Burmese pythons first captured headlines as their populations grew and threatened native wildlife — including alligators — in the eastern portions of the Everglades in Miami-Dade County.

That may be changing.

“Recent data indicate that the population is expanding to the north and west. Individuals have been found in southwest Florida in Naples and near Lake Okeechobee,” wildlife officials posted on

“Python observations outside of South and Southwest Florida are likely escaped or released pets,” officials noted.

Wildlife officers have captured pythons in Lee and Collier counties. However, breeding snakes have only been captured in Collier County.

Unwelcome invasive

Pythons in Florida average between 6 and 9 feet long. The largest Burmese captured in Florida reached 18 feet.

Burmese pythons are tan with dark blotches along the back and sides. The blotches look like puzzle pieces or the markings on a giraffe. They have a pyramid-shaped head with a dark, arrowhead-shaped wedge extending toward the nose.

Burmese pythons are semi-aquatic and are often found near or in water. They are excellent climbers and can be seen in trees.

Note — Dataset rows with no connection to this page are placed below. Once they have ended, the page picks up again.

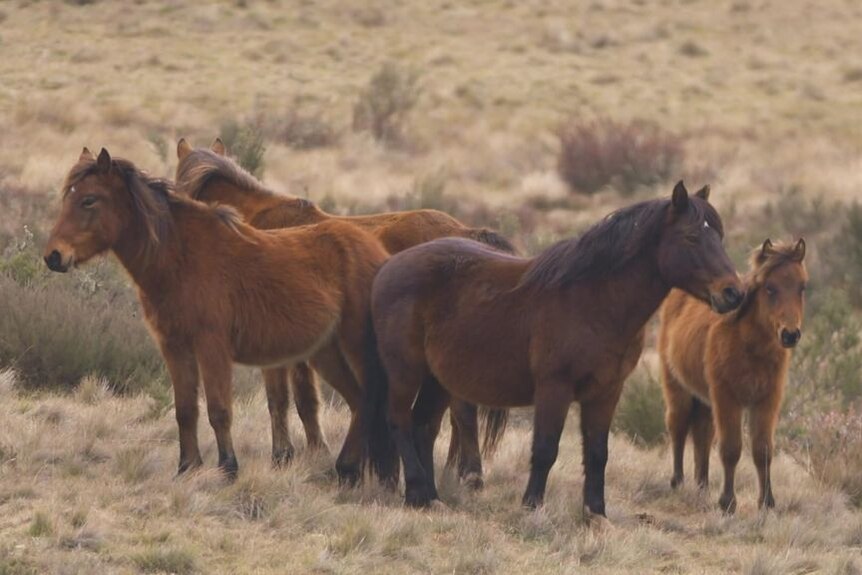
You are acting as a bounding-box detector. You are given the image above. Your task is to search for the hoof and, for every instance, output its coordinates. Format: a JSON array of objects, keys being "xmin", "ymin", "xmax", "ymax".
[
  {"xmin": 335, "ymin": 465, "xmax": 359, "ymax": 487},
  {"xmin": 718, "ymin": 495, "xmax": 736, "ymax": 515},
  {"xmin": 521, "ymin": 494, "xmax": 545, "ymax": 510},
  {"xmin": 404, "ymin": 487, "xmax": 434, "ymax": 509},
  {"xmin": 177, "ymin": 458, "xmax": 204, "ymax": 477},
  {"xmin": 757, "ymin": 493, "xmax": 775, "ymax": 509},
  {"xmin": 461, "ymin": 472, "xmax": 485, "ymax": 491},
  {"xmin": 218, "ymin": 456, "xmax": 239, "ymax": 483},
  {"xmin": 272, "ymin": 447, "xmax": 294, "ymax": 468},
  {"xmin": 584, "ymin": 509, "xmax": 614, "ymax": 532}
]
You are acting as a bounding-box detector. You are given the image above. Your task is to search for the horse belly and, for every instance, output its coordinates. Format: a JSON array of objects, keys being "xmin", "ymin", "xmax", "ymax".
[{"xmin": 234, "ymin": 320, "xmax": 338, "ymax": 367}]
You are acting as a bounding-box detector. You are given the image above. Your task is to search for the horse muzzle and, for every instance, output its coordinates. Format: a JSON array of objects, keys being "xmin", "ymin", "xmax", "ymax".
[
  {"xmin": 45, "ymin": 250, "xmax": 69, "ymax": 273},
  {"xmin": 781, "ymin": 328, "xmax": 802, "ymax": 349}
]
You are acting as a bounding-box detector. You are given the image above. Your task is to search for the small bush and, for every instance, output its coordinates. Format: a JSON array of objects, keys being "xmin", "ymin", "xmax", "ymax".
[
  {"xmin": 613, "ymin": 369, "xmax": 665, "ymax": 446},
  {"xmin": 557, "ymin": 120, "xmax": 684, "ymax": 195},
  {"xmin": 132, "ymin": 547, "xmax": 197, "ymax": 575},
  {"xmin": 27, "ymin": 511, "xmax": 54, "ymax": 537},
  {"xmin": 219, "ymin": 120, "xmax": 266, "ymax": 178},
  {"xmin": 0, "ymin": 243, "xmax": 165, "ymax": 391},
  {"xmin": 353, "ymin": 62, "xmax": 420, "ymax": 144},
  {"xmin": 278, "ymin": 108, "xmax": 338, "ymax": 150}
]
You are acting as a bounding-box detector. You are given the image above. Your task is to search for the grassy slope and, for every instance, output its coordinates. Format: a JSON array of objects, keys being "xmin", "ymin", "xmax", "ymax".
[{"xmin": 0, "ymin": 0, "xmax": 862, "ymax": 573}]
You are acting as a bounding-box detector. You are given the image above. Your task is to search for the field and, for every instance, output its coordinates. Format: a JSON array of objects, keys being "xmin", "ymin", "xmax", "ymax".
[{"xmin": 0, "ymin": 0, "xmax": 862, "ymax": 574}]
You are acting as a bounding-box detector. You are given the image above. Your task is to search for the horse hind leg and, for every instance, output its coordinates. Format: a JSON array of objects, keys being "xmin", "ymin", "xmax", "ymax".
[
  {"xmin": 521, "ymin": 383, "xmax": 586, "ymax": 509},
  {"xmin": 290, "ymin": 362, "xmax": 329, "ymax": 453},
  {"xmin": 197, "ymin": 342, "xmax": 239, "ymax": 480},
  {"xmin": 446, "ymin": 400, "xmax": 483, "ymax": 490},
  {"xmin": 262, "ymin": 367, "xmax": 294, "ymax": 467},
  {"xmin": 662, "ymin": 362, "xmax": 694, "ymax": 489},
  {"xmin": 413, "ymin": 378, "xmax": 449, "ymax": 499}
]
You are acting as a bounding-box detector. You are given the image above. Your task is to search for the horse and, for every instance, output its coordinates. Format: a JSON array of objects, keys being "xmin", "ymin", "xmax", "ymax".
[
  {"xmin": 363, "ymin": 182, "xmax": 743, "ymax": 518},
  {"xmin": 659, "ymin": 239, "xmax": 808, "ymax": 514},
  {"xmin": 176, "ymin": 138, "xmax": 514, "ymax": 489},
  {"xmin": 45, "ymin": 148, "xmax": 388, "ymax": 483}
]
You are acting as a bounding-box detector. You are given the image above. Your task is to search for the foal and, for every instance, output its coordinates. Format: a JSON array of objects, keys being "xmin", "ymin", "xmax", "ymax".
[
  {"xmin": 365, "ymin": 182, "xmax": 742, "ymax": 515},
  {"xmin": 176, "ymin": 138, "xmax": 514, "ymax": 488},
  {"xmin": 659, "ymin": 239, "xmax": 808, "ymax": 513},
  {"xmin": 45, "ymin": 148, "xmax": 387, "ymax": 482}
]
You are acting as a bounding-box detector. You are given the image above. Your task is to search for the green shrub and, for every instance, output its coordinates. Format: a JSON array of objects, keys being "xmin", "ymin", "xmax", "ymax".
[
  {"xmin": 0, "ymin": 249, "xmax": 165, "ymax": 391},
  {"xmin": 613, "ymin": 369, "xmax": 665, "ymax": 446},
  {"xmin": 353, "ymin": 62, "xmax": 420, "ymax": 144},
  {"xmin": 219, "ymin": 120, "xmax": 266, "ymax": 178}
]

Burmese pythons were once a popular exotic in the pet trade. No longer.

Python are federally listed as an “injurious species” by the U.S. Fish and Wildlife Services. They are illegal to import into the United States. Pythons native ranges include India, lower China, the Malay Peninsula and some islands of the East Indies.

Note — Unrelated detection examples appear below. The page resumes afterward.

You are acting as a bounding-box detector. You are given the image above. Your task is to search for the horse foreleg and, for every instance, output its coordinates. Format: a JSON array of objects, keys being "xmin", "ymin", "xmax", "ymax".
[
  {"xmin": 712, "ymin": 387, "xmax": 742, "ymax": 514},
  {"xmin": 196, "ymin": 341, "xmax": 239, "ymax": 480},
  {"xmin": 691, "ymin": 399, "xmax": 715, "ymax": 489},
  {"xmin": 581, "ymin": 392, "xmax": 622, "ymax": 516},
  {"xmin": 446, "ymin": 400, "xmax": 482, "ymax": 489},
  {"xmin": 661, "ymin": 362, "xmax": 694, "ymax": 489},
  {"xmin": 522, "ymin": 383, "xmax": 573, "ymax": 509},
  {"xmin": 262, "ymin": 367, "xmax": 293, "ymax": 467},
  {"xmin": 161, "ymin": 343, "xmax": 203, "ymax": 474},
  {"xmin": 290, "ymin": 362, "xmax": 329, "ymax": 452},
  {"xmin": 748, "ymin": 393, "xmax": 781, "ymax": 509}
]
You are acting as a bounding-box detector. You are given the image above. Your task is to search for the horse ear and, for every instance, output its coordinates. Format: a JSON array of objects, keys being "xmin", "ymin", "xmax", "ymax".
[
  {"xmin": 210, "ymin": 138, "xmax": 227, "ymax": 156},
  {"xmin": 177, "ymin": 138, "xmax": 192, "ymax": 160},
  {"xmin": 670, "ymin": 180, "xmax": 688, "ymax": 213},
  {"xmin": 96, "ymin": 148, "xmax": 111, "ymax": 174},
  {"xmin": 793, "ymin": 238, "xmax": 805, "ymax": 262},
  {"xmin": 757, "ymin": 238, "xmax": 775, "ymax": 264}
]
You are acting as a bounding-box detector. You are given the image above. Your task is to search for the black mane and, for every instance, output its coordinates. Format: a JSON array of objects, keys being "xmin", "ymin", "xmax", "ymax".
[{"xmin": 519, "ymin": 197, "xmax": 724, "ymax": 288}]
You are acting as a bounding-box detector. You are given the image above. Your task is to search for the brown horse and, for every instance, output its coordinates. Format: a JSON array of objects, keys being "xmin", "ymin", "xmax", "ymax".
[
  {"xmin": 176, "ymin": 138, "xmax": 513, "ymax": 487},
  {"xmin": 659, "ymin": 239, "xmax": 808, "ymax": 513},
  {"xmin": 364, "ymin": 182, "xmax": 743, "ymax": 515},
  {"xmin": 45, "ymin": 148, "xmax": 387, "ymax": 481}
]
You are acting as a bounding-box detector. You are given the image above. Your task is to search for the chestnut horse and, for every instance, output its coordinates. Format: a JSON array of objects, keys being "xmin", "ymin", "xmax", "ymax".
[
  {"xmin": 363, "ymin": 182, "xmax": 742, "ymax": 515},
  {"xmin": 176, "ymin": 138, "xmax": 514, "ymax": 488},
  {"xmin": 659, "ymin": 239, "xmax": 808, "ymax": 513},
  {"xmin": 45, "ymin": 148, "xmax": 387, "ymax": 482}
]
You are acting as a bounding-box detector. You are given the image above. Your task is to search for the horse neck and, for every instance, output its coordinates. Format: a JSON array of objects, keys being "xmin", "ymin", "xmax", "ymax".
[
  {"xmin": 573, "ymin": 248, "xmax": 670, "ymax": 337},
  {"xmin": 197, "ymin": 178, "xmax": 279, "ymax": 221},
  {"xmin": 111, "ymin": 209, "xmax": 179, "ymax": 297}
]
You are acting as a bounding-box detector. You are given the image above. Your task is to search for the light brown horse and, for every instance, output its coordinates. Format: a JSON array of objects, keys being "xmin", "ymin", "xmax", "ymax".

In Florida, Burmese pythons prey upon mammals, birds and even alligators. They are also a danger to people, dogs, cats and other domesticated animals.

No permit nor license is required to kill pythons on private lands at any time — with landowner permission. State wildlife officials encourage people to remove and kill pythons from private lands whenever possible.

Pythons may also be killed at any time throughout the year from 25 wildlife management areas where pythons are known to exist. There is no bag limit. Pythons may be humanely killed unless restricted by specific area regulations.